= Jabriya District =

District of Hawalli Governorate, Kuwait

Jabriya District is one of the districts of Hawalli Governorate in Kuwait.

Jabriya hosts a large number of facilities beginning from hospitals such as Mubarak Al-Kabeer Hospital and private clinics such as Al Hadi Hospital and has in Block 12 the New English School. It also has three Starbucks Coffee branches (one which is in Al Hadi Hospital) and also has a Hardee's, McDonald's and two KFC branch. The Sultan Center opened a branch in Block 12 of Jabriya and there are also the local co-op/supermarkets. There is also a branch for the National Bank of Kuwait and Al Ahli Bank.
Also in Jabriya just on the borders with Hawalli is the Kuwait Central Blood Bank. There is also a Medical Research Center.
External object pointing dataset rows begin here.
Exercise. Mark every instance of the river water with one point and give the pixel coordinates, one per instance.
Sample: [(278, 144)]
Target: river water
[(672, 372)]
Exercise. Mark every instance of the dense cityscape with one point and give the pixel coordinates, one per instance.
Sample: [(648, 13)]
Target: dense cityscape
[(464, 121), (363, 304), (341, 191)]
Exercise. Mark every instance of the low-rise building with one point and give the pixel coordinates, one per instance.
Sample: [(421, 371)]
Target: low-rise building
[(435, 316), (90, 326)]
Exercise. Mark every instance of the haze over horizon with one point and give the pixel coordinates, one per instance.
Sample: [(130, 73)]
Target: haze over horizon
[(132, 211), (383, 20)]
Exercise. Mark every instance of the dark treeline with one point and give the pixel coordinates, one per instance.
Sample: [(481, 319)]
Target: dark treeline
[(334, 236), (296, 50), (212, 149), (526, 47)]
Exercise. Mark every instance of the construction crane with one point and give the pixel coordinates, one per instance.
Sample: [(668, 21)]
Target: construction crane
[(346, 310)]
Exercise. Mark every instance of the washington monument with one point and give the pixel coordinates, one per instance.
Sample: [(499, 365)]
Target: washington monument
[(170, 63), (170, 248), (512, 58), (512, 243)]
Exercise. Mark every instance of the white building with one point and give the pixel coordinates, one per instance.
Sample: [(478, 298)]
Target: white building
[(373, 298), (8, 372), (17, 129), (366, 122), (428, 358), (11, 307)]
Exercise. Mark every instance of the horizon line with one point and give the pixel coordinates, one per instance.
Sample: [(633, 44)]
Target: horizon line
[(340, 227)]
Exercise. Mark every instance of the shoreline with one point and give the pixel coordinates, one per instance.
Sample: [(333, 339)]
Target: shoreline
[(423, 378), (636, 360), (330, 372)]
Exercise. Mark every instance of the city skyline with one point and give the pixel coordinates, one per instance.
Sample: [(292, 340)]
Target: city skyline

Jabriya is home to many foreigners who work in schools close by and of course it contains a large number of Kuwaitis. Houses in Jabriya are between 2-4 stories tall. From Jabriya, you can get onto the Fahaheel Expressway which leads to areas such as Bayan, Salwa, Rumathiya and Abu Halifa.

The Tareq Rajab Museum is located in Jabriya

Jabriya is situated in the Third Electoral constituency.